WEBSOCKET ISSUE

cliffordmarshall.ablaza

HI Team,

I have a client who raised a case about Websocket API, and using C# language via Windows. The client has stated:

"I’ve managed to move a step forward with WebSockets tests – using the client ID we’ve set up during our call I’m able now to authenticate on https://api.refinitiv.com:443/auth/oauth2/v1/token

And I’m getting a bearer and refresh tokens on the response.

Trying to follow the quick start tutorials, I’m required to make a service discovery call as a next step.

For this, I’m using your C# example from there

https://github.com/Refinitiv/websocket-api/tree/master/Applications/Examples/RDP/CSharp/MarketPriceRdpGwServiceDiscoveryExample

This example starts with authentication request (which works, I’m receiving the authentication tokens), but the follow up service discovery call to

https://api.refinitiv.com/streaming/pricing/v1/

fails with (403) forbidden.

This call uses the bearer token I’m getting in authentication response, which seems ok, so I have a problem understanding what I may be doing wrong."

Please assist.

Gurpreet

Hi @cliffordmarshall.ablaza01 ,

If the authentication succeeds, but the pricing endpoints fail with 403, it implies that the user does not have the right entitlements to access this service. They need to be permissioned for RTO. Please have their account manager check/enable their credentials for right access.

The token response includes a JSON parameter called scope. The scope must include "trapi.streaming.pricing.read" as one of the scopes.

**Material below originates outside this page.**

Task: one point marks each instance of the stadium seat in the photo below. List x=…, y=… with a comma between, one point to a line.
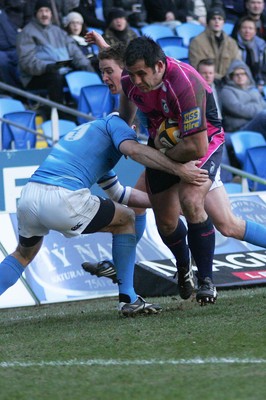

PS: This is not a DSS issue, and so I am moving it to appropriate forum.

mateusz.maj

https://community.developers.refinitiv.com/discussion/comment/96282#Comment_96282

Hi, thank you for this comment - just to clarify - I'm getting forbidden response while trying to call the service discovery endpoint at:

https://api.refinitiv.com/streaming/pricing/v1/

so I'm at the point where I haven't got an appropriate pricing endpoint yet (at least I understand the service discovery call should respond with one).

Also, in my case, the token response doesn't contain a value for the scope parameter (scope key is returned along with an empty value), in case that matters. I'm getting bearer and refresh tokens though.

wasin.w

Hello @mateusz.maj @cliffordmarshall.ablaza01

This seems to be a permission issue.

Could you please try to test your RTO credential with the following cURL command for the access token?

curl --location --request POST 'https://api.refinitiv.com/auth/oauth2/v1/token'; \
--header 'Content-Type: application/x-www-form-urlencoded' \
--header 'Authorization: Bearer ' \
--data-urlencode 'username=<Machine ID>' \
--data-urlencode 'password=<Password>' \
--data-urlencode 'grant_type=password' \
--data-urlencode 'scope=trapi' \
--data-urlencode 'takeExclusiveSignOnControl=true' \
--data-urlencode 'client_id=<App Key>'

Then copy the return access token, and then try the following cURL command for the Service Discovery Endpoint

curl --location --request GET 'https://api.refinitiv.com/streaming/pricing/v1/'; \
--header 'Accept: application/json' \
--header 'Authorization: Bearer <access token>'

Please verify if:

1. The return data from the first cURL command contains scope information
2. The second cURL command returns a list of endpoints

If not, I highly recommend you contact your Account Manager/Representative to verify the Machine-ID permission.

mateusz.maj

https://community.developers.refinitiv.com/discussion/comment/96743#Comment_96743

Hi @wasin.w

Thank you for commenting. I've verified what you suggested:

The return data from the first cURL command contains scope information

Yes - the return data from the first cURL command contains a list of scopes.

The second cURL command returns a list of endpoints

No - the Service Discovery request doesn't return a list of endpoints. I'm getting Forbidden response there.

So yes, it probably seems to be a permission issue.